Now that we’ve aligned the FASTQ file to the reference genome, the next checkpoint is to infer the alignments - like how many gaps/insertions have occurred, whether a particular substitution is a mutation or whether it’s a machine error, or whether the alignment itself is wrong, etc., but that’s for the next post.

Auf Wiedersehen…

  1. Then, there’s the X and Y chromosomes which determine sex. 

  2. Actually, it’s every cell with a nucleus. That’s because not all cells have a nucleus - even though the red blood cells, the cells in hair, skin, nail, etc. start with a nucleus (with a DNA), they destroy their nucleus as they mature. 

  3. I’m choosing the simpler case here, because nowadays, a machine generates two FASTQ files - one belonging to each strand of the DNA (one will be in the forward direction, and the other will be in the reverse direction, as if their tails are tied up).

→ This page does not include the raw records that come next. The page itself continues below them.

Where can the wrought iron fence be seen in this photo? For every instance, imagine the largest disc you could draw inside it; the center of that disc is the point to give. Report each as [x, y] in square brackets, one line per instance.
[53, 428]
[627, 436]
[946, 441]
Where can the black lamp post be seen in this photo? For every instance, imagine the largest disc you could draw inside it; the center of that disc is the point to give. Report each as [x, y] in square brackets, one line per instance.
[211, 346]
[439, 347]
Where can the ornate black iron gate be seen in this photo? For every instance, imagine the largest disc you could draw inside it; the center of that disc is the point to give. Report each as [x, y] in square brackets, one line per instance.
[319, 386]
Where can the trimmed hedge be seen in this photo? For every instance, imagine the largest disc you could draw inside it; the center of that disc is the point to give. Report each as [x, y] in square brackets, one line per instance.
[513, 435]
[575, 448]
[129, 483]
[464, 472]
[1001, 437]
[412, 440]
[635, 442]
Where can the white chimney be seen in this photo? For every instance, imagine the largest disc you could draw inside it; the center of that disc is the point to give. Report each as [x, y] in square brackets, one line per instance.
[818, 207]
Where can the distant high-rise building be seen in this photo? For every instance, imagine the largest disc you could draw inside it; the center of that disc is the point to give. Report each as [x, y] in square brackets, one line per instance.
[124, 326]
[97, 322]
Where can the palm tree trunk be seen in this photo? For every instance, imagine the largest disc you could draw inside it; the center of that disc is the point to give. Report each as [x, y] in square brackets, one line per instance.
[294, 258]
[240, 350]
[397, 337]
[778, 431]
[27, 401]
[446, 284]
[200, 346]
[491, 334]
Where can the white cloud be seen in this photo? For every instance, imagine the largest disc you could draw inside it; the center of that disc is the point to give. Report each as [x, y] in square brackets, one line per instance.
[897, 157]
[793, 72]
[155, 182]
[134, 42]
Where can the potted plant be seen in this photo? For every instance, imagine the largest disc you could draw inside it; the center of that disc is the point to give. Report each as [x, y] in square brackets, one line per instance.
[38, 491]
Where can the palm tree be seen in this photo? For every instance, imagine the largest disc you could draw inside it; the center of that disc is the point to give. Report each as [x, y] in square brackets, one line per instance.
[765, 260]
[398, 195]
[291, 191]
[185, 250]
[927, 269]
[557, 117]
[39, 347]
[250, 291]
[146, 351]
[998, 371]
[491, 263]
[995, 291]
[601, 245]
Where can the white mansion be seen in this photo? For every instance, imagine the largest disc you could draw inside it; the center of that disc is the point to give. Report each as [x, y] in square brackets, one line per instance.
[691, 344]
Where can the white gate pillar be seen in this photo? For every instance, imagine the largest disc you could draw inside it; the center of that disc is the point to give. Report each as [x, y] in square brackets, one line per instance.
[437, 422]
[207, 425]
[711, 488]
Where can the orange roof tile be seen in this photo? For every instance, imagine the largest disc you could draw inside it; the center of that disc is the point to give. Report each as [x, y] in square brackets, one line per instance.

When we analyze the files, we get reads from the paired files at the same time. 

  4. I have a simple TCP server that listens to a particular port for sequence requests (or job requests for running an entire file!). That’s just a client making a request and printing the response. Rust’s concurrency primitives are rather charming to work with, and it’s always pushing me to write parallel code. 

  5. The range is very useful by itself for counting the occurrences of substrings. The difference between them indicates the number of occurrences. 

  6. That’s because I have a forward BWT, and it’s got to do with how the FM-index works. If I had a BWT of the reverse genome, then I’ll be querying from the start.